The re-applicable test: what percentage of revenue is non-deferrable, insured, and chronic-condition-driven? The higher that number, the more defensive the business. The lower it is, the more the stock will trade like a cyclical with a healthcare ticker.

Telecom and "New Defensives": Mostly Marketing

Legacy telecom (AT&T, Verizon) is often grouped with defensives because of the dividend and the subscription revenue. But wireless ARPU is under structural pressure, capex is enormous, and the stocks have produced poor total returns through multiple cycles regardless of the macro. Defensive cash flow profile, but a poor investment — different question.

The more recent move is to call software "the new defensive" because of subscription revenue and high gross margins. The 2022 drawdown disproved this cleanly. Recurring revenue is not the same as recession-resistant revenue: when customers downsize seats, churn ticks up, and new bookings slow, even a 90%+ retention business compounds slower. Software is a growth sector with sticky revenue, not a defensive sector. Don't confuse the two.

REITs get a similar treatment — "contractual rent, defensive." Reality: residential and storage REITs held up okay in 2008; office, retail, and hotel REITs got crushed. Lodging REITs fell 60%+. The category label tells you almost nothing.
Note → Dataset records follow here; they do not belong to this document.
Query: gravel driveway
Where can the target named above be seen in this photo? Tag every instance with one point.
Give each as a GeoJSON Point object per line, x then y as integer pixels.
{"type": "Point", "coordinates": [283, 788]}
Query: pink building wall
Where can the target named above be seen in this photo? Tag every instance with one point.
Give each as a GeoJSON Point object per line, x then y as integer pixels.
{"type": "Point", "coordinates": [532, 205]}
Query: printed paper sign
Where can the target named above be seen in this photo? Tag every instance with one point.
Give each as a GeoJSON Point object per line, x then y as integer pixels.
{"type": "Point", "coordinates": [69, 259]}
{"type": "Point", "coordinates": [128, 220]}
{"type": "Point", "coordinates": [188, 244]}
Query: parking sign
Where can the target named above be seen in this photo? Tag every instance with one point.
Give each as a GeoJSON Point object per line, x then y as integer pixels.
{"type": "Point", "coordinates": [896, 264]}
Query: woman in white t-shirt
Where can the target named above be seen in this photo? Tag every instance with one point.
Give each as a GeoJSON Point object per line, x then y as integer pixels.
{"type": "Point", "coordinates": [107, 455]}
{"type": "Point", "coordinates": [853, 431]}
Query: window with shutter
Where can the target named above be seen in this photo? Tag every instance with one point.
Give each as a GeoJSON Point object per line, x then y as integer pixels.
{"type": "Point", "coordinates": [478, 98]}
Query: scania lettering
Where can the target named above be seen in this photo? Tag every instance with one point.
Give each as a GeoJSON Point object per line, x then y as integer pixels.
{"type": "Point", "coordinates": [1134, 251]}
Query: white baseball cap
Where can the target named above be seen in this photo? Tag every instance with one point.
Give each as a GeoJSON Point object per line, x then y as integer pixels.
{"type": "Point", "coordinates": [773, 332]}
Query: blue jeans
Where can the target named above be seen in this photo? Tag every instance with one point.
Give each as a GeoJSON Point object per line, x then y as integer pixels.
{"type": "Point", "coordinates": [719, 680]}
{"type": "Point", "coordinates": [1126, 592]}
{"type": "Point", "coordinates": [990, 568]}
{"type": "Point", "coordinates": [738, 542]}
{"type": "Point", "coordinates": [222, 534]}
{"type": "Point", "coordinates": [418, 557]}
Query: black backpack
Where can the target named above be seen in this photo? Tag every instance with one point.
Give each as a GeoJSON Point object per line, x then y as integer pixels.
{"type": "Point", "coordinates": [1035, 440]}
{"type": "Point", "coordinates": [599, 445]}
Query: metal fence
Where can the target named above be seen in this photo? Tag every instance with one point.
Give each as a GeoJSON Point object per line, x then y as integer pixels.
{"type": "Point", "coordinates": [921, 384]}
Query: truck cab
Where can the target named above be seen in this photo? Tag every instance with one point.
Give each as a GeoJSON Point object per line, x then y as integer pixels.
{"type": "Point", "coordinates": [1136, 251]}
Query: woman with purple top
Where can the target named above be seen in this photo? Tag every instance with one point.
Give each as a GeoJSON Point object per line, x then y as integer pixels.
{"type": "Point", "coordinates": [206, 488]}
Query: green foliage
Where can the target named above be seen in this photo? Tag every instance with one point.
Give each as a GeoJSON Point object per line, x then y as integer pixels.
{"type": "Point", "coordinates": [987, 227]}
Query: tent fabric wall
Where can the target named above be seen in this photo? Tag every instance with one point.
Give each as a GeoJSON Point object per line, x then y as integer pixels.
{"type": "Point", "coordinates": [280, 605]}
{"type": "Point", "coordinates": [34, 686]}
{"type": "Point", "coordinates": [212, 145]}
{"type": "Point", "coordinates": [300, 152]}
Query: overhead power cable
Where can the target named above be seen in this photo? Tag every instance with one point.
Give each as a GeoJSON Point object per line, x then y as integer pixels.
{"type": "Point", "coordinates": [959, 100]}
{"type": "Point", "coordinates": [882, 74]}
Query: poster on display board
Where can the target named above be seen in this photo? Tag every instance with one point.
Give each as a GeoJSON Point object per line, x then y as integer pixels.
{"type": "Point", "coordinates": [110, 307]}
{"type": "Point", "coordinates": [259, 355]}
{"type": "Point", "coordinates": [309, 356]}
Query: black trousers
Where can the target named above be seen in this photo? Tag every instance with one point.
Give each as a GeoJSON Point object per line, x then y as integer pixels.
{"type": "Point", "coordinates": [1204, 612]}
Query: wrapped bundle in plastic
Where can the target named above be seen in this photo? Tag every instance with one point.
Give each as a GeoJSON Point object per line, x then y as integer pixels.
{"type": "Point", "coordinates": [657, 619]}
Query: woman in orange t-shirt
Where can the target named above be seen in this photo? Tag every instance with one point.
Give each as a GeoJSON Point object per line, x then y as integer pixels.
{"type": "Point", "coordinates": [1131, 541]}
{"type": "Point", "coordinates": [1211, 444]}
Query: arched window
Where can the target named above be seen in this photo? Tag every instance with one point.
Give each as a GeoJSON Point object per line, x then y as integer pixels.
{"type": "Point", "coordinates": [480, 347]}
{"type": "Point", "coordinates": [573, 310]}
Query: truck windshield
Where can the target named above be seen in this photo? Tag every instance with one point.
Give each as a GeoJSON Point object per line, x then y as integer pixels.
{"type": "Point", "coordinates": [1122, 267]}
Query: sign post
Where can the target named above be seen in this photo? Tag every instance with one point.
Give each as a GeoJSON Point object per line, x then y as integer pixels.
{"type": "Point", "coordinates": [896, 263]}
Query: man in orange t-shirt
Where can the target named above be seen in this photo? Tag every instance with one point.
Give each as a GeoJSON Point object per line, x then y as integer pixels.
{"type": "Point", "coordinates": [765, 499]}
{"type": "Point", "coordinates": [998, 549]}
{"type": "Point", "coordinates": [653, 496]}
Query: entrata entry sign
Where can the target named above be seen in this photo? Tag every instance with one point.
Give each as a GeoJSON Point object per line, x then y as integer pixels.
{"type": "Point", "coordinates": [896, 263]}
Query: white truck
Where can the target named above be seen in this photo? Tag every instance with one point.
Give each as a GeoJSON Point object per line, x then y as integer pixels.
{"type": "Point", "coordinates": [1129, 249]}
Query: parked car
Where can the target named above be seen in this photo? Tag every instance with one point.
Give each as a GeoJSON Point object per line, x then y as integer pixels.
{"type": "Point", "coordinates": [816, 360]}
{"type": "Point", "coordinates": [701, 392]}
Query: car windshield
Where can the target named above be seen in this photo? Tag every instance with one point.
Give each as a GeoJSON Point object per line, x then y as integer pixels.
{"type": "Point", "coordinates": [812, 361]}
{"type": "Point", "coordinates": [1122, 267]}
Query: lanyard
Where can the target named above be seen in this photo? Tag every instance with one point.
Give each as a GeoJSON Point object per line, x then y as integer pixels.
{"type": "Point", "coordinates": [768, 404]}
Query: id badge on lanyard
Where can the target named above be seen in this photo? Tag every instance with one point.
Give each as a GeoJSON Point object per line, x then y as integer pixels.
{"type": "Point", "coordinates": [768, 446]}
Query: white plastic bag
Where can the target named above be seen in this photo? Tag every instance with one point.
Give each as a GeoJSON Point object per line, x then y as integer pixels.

A Re-Applicable Framework for the Next Recession

Before parking capital in something called defensive, run it through four questions:

  1. Volume elasticity to GDP: Does unit demand actually drop when the economy contracts? Pull the company's 2008–09 and 2020 revenue history. Numbers beat narratives.
  2. Pricing power under stress: Can the company push price without losing volume? Staples and pharma usually can. Cable, less so. Hotels, no.
  3. Balance sheet during a credit freeze: Defensive revenue doesn't help if the company has a debt wall during a market where credit is closed. Check net debt / EBITDA and maturity schedule.
  4. What rate environment does the stock need? Bond-proxy sectors (utilities, REITs, telecom) need rates to fall. If the recession comes with sticky inflation, that trade fails.

A sector is only defensive on the dimension where the math holds. Most of the "defensive" label confusion comes from conflating revenue defense, earnings defense, and stock-price defense. They're three different things.

What to watch next

  • Pull the 2008 and 2020 revenue trajectories for any "defensive" name you own. If revenue fell more than 5%, the label is suspect.
  • Check duration: high-dividend defensives behave like long bonds. Know your rate exposure.
  • For healthcare and REIT holdings, drop a level — sub-sector matters more than sector here.
  • If you own "defensive software," stress-test what happens to net retention if customers cut headcount 10%.